Files
research.ai-dev-principles/docs/examples/06-cheapest-model-per-task.md
Christian Nennemann 2502f17bff docs: add case studies for 4 key principles with industry cross-references
Enriched principles #6 (Cheapest Model per Task), #9 (Checkpoint/Resume),
#10 (Diagnose Before Retrying), and #29 (Emergency Stop) with 14 concrete
case studies and 24 industry cross-references including GitHub Copilot,
Knight Capital, Apache Kafka, Tesla Autopilot, and workspace-internal examples.
2026-04-11 10:56:35 +02:00

4.0 KiB

Principle #6: Cheapest Model per Task — Case Studies

Don't use Opus for what Haiku can do.


Case Study 1: GitHub Copilot's Model Tiering

GitHub Copilot initially used a single Codex model for all completions. As costs scaled with millions of users, GitHub introduced tiered model routing: smaller, faster models handle inline completions (the most frequent, lowest-complexity task), while larger models handle chat-based code generation and multi-file reasoning. By 2024, GitHub reported that most Copilot completions are served by models significantly smaller than the original Codex — reducing per-completion cost by an order of magnitude while maintaining acceptance rates above 30%.
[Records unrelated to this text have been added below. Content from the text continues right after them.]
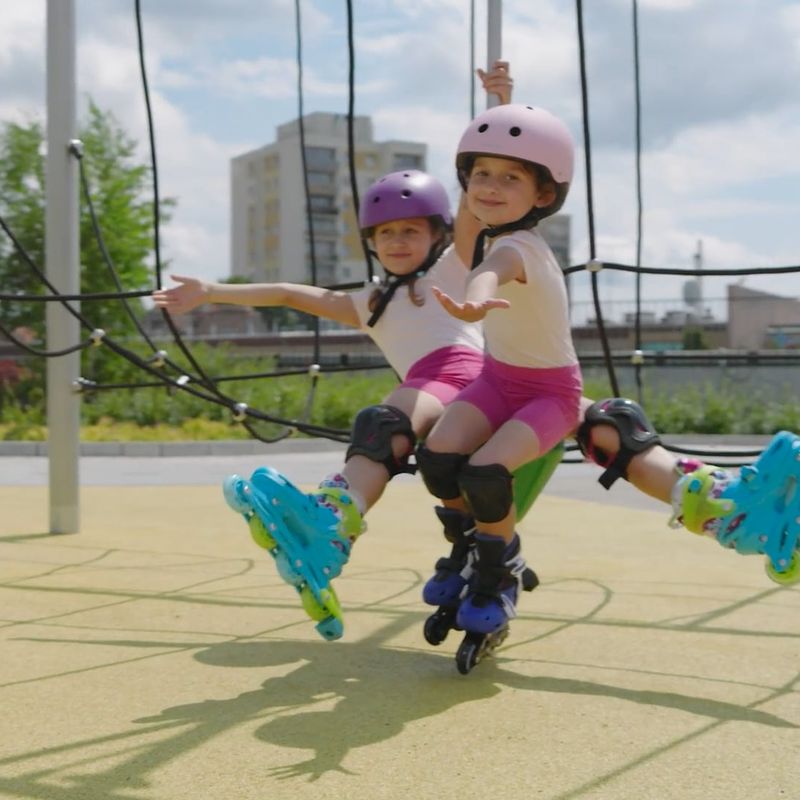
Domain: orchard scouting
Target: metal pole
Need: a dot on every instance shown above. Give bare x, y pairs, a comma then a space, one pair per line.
62, 248
494, 40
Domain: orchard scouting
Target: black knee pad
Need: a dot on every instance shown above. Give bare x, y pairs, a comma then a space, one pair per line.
636, 434
440, 471
487, 490
373, 429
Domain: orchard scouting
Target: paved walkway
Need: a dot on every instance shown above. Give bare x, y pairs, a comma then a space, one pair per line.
156, 655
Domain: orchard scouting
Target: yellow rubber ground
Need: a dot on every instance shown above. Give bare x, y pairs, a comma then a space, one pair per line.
156, 655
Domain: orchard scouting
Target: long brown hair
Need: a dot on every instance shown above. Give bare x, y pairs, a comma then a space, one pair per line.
442, 237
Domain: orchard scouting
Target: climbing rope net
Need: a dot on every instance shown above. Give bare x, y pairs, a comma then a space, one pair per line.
195, 380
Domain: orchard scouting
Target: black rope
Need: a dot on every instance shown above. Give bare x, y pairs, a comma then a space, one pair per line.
472, 59
304, 162
638, 128
44, 353
203, 377
681, 271
590, 201
151, 135
351, 146
61, 298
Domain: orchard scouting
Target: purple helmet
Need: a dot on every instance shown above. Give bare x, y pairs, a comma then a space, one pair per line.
523, 133
402, 195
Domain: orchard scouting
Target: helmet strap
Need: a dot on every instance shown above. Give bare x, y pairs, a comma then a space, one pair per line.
525, 223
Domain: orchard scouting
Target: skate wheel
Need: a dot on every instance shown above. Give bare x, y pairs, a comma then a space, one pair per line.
789, 576
235, 488
330, 628
259, 534
435, 630
468, 654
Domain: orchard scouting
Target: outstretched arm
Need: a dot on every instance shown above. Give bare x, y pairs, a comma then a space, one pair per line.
502, 266
496, 81
192, 292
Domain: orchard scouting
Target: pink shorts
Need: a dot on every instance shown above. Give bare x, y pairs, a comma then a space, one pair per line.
546, 400
445, 372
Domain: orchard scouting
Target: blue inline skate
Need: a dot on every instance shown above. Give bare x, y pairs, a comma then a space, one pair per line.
756, 512
489, 601
445, 588
452, 573
309, 536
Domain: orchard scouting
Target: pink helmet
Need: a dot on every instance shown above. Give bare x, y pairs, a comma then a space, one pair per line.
523, 133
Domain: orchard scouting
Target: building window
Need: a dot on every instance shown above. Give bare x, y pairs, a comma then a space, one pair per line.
321, 202
320, 158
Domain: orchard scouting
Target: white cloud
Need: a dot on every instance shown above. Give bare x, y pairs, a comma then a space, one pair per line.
720, 113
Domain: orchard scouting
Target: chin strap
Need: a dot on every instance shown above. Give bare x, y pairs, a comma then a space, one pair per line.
526, 223
391, 283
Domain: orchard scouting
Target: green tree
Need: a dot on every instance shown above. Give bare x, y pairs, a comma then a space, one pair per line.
121, 192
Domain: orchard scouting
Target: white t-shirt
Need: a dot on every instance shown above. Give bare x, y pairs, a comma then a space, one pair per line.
535, 331
406, 332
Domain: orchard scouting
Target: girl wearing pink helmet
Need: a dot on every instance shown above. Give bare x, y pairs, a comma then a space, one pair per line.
515, 163
406, 220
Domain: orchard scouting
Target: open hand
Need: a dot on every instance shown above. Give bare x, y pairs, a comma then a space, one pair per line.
190, 293
470, 310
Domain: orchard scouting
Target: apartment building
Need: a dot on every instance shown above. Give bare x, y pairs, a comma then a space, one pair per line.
269, 227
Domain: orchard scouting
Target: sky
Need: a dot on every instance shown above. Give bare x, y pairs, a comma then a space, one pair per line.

When followed: GitHub could offer Copilot at $10/month despite serving billions of completions. The tiered approach made the product commercially viable at scale.

When violated: Early Copilot usage reportedly cost GitHub more per user than the subscription price — an unsustainable model that only worked because Microsoft could absorb the loss while optimizing.

Case Study 2: Anthropic's Own Model Lineup

Anthropic explicitly designs its model family (Haiku, Sonnet, Opus) for task-appropriate routing. Their documentation recommends Haiku for classification, extraction, and simple Q&A — tasks where Opus would deliver marginally better results at 30-75x the cost. Companies like Notion and DuckDuckGo use Haiku for high-volume, latency-sensitive features (autocomplete, summarization) while reserving Sonnet/Opus for complex reasoning tasks.

When followed: A classification pipeline processing 1M items/day at Haiku rates ($0.80/MTok input) costs roughly $40-80/day. The same pipeline on Opus could cost $1,500+/day — for negligibly different accuracy on a well-defined task.

When violated: Teams that default to the "best" model for everything hit budget walls within weeks of production deployment, then scramble to optimize under pressure — introducing bugs and regressions in the process.

Case Study 3: Two-Pass Writing Pipeline (Colette)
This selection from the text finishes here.